Aus Japan schalten sich drei Jungs per Videokonferenz ein - und auf der Bühne darf eine amerikanische Teilnehmerin live mitmachen. Die vier spielen Rocket League, ein einfaches Spiel, bei dem man mit Hilfe von virtuellen Autos einen Ball ins Tor schubsen muss. Das Besondere: die drei Jungs aus Japan sind alle schwer krank, leiden an Muskelschwund, können Arme und Beine nicht bewegen und steuern daher das eigene Auto per Augenkontakt oder mit den Wangen. All dies ist möglich dank neuer Technologien - die sich auch eine Werbeagentur wie Dentsu zu nutze macht und seine Innovationen dann eben nicht mehr nur ästhetischer und zu Wow-Zwecken entwickelt, wie bei "Ghost-Leap" oder zu Demonstrationszwecken wie bei "BabyFace" , sondern Innovationen erarbeitet, die tatsächlich das Leben von Menschen erleichtern.


Der Wunsch

Der Wunsch von Werbern, nicht nur zu "kommunizieren", sondern auch tatsächlich etwas in der Welt beizutragen, ist keineswegs neu.
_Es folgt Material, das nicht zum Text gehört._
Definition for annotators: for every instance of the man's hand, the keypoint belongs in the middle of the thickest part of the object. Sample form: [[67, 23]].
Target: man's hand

Das war 2014 deutlich zu sehen und in so vielen CannesLions-Festivals davor. Auch in diesem Jahr ist die Sehnsucht besonders groß, nicht nur Marktschreier zu sein, sondern einen Anteil daran zu nehmen, die Welt zu beeinflussen. Und wenn auch nur für eine ganz kleine Zielgruppe. Und wenn auch nur für einen kurzen Moment. 

Aber dann heißt es ganz schnell wieder - hey, wir sind in Cannes, hey, wir sind an der Croisette - - wie in all den Jahren zuvor: Party On!